Bernard – nome fittizio di un professore di Hauts-de-Seine – descrive a Le Figaro l’ingerenza dei sindacati di estrema sinistra che difendono e sponsorizzano il “comunitarismo” islamico. Risultato? «Gli insegnanti sono terrorizzati all’idea di parlare apertamente. Vi racconto il mio caso: nella mia classe avevo studenti segnalati come “Fiche S” – quanti sono considerati potenzialmente una minaccia per la sicurezza dello Stato –, ma nessuno mi ha mai detto chi fossero e perché erano stati segnalati. Una volta uno studente salafita mi ha minacciato di morte perché secondo lui avevo detto inesattezze sul re del Marocco. Ogni volta che c’è da affrontare il tema della Shoah è una tragedia. Apertamente, durante la lezione, c’è chi si rammarica che i nazisti “non abbiano portato a termine il lavoro” sostenendo che “gli ebrei si siano meritati ogni cosa”. Guai a denunciare l’antisemitismo. Sai di essere solo di fronte a questo problema e che nessuno ti difenderà nel mondo della scuola».

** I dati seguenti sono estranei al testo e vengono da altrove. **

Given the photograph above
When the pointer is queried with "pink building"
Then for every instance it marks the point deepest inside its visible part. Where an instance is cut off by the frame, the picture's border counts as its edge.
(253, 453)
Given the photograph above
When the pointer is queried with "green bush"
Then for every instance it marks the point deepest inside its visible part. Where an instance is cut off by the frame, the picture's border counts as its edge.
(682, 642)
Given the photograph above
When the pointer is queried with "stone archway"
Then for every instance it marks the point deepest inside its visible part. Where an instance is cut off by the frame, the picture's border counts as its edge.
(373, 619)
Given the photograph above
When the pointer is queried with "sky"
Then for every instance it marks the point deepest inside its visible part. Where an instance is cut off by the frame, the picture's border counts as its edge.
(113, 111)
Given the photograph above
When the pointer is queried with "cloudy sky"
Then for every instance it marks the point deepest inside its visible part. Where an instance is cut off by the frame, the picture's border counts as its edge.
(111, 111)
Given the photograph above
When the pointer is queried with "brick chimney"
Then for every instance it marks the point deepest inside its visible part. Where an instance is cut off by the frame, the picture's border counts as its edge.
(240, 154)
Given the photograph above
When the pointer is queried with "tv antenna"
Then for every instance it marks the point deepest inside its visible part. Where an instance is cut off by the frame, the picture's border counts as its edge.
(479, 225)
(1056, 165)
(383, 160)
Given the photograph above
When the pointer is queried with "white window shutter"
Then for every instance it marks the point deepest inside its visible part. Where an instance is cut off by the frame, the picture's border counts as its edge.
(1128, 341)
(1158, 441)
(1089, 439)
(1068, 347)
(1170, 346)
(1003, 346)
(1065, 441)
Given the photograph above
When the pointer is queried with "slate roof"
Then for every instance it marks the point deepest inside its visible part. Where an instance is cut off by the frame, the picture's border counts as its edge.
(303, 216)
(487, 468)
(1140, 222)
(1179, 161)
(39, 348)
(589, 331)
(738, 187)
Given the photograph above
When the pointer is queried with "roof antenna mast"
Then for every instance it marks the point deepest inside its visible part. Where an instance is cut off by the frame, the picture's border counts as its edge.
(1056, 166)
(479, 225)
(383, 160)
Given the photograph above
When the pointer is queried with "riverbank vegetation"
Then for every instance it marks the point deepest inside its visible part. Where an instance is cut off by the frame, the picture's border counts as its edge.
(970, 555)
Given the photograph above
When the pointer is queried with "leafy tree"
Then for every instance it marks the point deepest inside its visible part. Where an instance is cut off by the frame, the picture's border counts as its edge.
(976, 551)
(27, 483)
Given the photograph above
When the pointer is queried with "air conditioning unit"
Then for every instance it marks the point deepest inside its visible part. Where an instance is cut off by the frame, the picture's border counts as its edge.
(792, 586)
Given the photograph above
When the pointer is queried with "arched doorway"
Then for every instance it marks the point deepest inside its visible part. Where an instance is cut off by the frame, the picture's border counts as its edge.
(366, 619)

Ma l’islamizzazione avanza anche in gran parte del mondo del lavoro. RATP, EDF, La Poste, Orange, Stellantis (ex PSA Peugeot), BNP Paribas: non si contano le aziende, pubbliche o private, che hanno adottato una guida per aiutare il loro dirigenti a gestire le “richieste religiose”. Secondo il report condotto dall’Institut Montaigne sulle tensioni sul posto di lavoro, nel 2022 il 22% erano legate all’islam. Nel 2013 erano il 6%. «In molte aziende si improvvisano cartelli esplicativi su cosa possono e non possono fare i dipendenti proprio per far fronte all’entrismo islamico. Nel 20% delle aziende (grande distribuzione, logistica, subfornitura aeroportuale, pulizia, sicurezza, etc.), si riscontrano situazioni di grande tensione, con opposizione alla dirigenza e misoginia di “ispirazione religiosa”», commenta l’autore di uno studio a riguardo, l’accademico Lionel Honoré.

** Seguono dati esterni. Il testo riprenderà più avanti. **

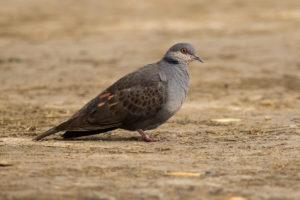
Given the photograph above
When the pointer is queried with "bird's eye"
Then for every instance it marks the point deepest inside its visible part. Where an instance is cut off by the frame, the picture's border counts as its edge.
(183, 50)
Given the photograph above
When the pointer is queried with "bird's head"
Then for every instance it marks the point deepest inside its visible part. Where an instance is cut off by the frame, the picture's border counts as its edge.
(182, 53)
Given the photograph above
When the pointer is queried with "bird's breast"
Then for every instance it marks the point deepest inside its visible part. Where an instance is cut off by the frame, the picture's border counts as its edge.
(177, 92)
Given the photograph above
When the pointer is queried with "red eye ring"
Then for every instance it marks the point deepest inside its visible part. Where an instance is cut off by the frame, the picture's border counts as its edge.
(183, 50)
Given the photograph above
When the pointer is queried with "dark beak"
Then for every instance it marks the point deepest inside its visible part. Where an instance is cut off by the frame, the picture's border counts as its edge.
(198, 58)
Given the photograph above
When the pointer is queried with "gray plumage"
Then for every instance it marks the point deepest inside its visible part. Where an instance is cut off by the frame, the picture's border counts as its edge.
(141, 100)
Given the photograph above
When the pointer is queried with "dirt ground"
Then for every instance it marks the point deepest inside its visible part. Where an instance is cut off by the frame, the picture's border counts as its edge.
(56, 55)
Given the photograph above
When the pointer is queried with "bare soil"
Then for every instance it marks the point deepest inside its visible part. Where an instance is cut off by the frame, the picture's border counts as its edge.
(57, 55)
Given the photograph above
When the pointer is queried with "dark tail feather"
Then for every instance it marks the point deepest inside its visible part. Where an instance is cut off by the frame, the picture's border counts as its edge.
(74, 134)
(46, 133)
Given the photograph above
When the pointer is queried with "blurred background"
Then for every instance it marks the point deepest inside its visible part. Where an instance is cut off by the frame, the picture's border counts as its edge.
(56, 55)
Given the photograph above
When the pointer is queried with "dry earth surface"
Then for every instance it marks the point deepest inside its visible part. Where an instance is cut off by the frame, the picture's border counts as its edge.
(57, 55)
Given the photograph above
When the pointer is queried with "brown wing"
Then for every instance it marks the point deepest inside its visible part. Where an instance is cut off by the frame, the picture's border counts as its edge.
(134, 97)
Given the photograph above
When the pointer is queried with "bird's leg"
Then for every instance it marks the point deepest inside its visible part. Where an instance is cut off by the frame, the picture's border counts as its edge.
(145, 137)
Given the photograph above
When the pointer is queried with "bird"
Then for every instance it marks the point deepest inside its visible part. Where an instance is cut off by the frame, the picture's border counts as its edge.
(139, 101)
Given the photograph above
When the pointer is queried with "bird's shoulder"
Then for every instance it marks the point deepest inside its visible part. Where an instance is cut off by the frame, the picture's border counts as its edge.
(138, 94)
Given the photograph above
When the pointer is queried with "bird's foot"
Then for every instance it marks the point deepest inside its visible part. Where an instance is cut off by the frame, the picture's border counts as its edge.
(144, 137)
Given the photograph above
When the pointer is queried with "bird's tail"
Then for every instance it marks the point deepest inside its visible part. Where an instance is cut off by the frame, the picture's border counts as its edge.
(46, 133)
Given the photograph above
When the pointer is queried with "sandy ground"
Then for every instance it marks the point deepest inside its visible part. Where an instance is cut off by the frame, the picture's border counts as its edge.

Le aziende hanno difficoltà, per esempio, ad imporre un capo donna a uomini islamici. E durante il Ramadan c’è la pretesa di fare un orario ridotto. Lo scorso aprile, il direttore di un negozio Geox di Strasburgo ha ricevuto minacce di morte – che qualcuno ha definito, per entità ed eco, una specie di fatwa –, corredate da un video denuncia che ha superato in poche ore il milione di visualizzazioni, per aver rifiutato di accettare che la donna che stava per assumere indossasse il velo nelle ore di lavoro.
Le grandi aziende, invece, onde evitare problemi simili, da H&M a Uniqlo, accettano di buona lena che le commesse siano velate, anche dalla testa ai piedi.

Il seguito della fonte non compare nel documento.